The Winners of the People’s Choice Awards for the Innovative New Product Showcase were announced. The Overall Winner was PayMyTab for their mobile app and pay at the table EMV devices giving guests simplicity and security while paying. The 1st Place Runner Up was Oumph! a 100% plant based product that comes in a variety of shapes and consistencies and is extremely rich in protein and fibers and a perfect source of folic acid and iron; and The 2nd Place Runner Up was Betson Enterprise for coin operated arcade games, vending machine and game room equipment including pool tables, pinball machines and touch screen video games. The winner of the Best New Product in the Food Trends Experience was Oceana Coffee for their award winning coffees including Golden Bean Espresso Blend, Ethiopia Limu and others. Editors from several leading industry publications identified 14 innovative new products that were presented to the media and buyers. The best new product in the Pitch the Press program was presented to Elaine’s Gluten Free for their gluten free pizza crust, tortillas and bread products.
Industry professionals took advantage of the 30+ education sessions featuring interesting and timely topics including; The Foodservice Council for Women Panel Discussion (shown left); Why Whiskey; Food Safety in the Age of Social Media; Winning the Confidence of Gluten Free Diners; Restaurant Makeover: Refresh, Rebrand or Redesign; How are Generational Differences and Healthful Food Trends Impacting your Restaurant and much more.
Attendees watched as rising star chefs competed in the Rapid Fire Challenge: Key Lime Edition. Salvador Soberanis, Executive Chef, Margaritaville Hollywood Beach Resort was named the champ of the competition for his Paradise Ceviche Recipe by moderator Darren Denington, Service With Style. Salvador competed against Eileen Morris, APPCA, Personal Chef Tampa Bay in the face off of their key lime recipes.

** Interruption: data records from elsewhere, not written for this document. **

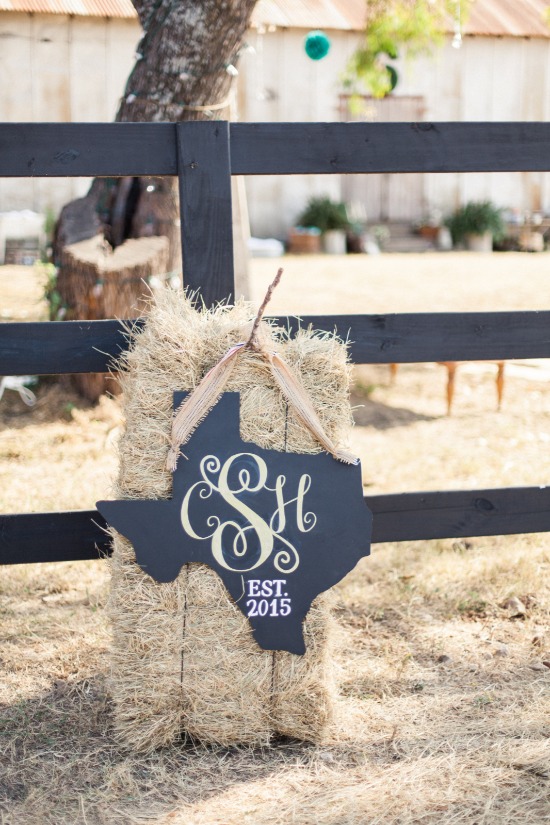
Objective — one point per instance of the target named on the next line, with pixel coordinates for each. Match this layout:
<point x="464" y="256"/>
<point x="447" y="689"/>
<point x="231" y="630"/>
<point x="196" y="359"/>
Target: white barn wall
<point x="61" y="68"/>
<point x="56" y="68"/>
<point x="304" y="90"/>
<point x="489" y="78"/>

There were plenty of culinary experiences to be explored on the show floor from the Food Trends Experience, a tasting adventure providing direct access to products, flavors and ingredients driving the most recent trends in the market, to the Beer, Wine and Spirits Pavilion which brought three days of tasting, learning, sourcing and exposure to the show.

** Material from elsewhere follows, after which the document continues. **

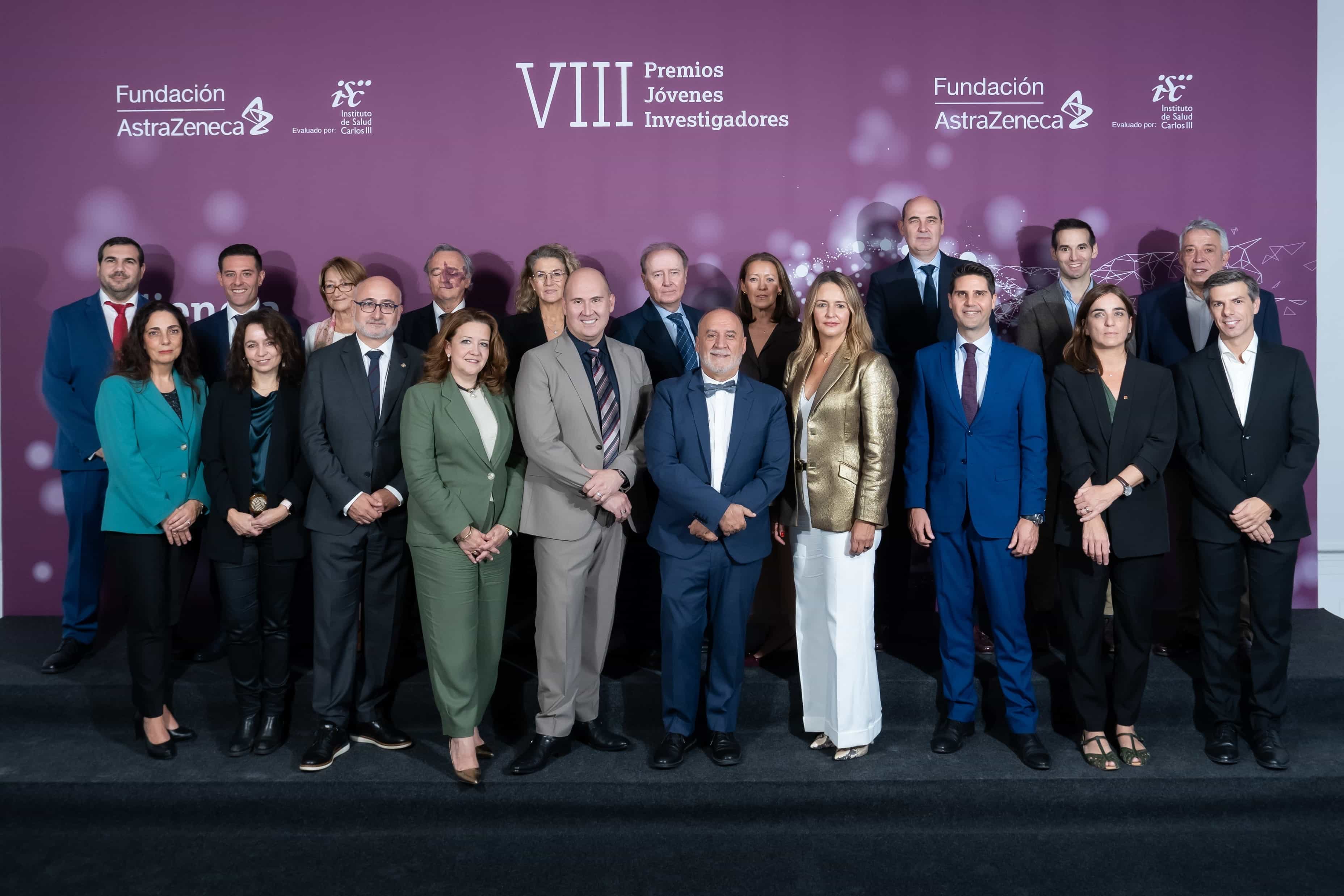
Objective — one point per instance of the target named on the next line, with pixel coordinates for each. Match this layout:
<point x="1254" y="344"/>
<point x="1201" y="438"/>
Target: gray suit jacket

The American Culinary Federation Central Florida Chapter also hosted a fundraiser on each day of the event. For five dollars’ attendees had access to the competition and a daily tasting of different flavor profiles, served by local culinary arts students. Wednesday’s tasting was chili, either Texas style, vegetarian, or hunter style duck. Thursday’s tasting was grilled cheese, surprise, BLT or traditional style. Chowder was served on Friday as either Manhattan style, New England or corn. The proceeds from this fundraiser went to support the American Culinary Federation Team USA 2020.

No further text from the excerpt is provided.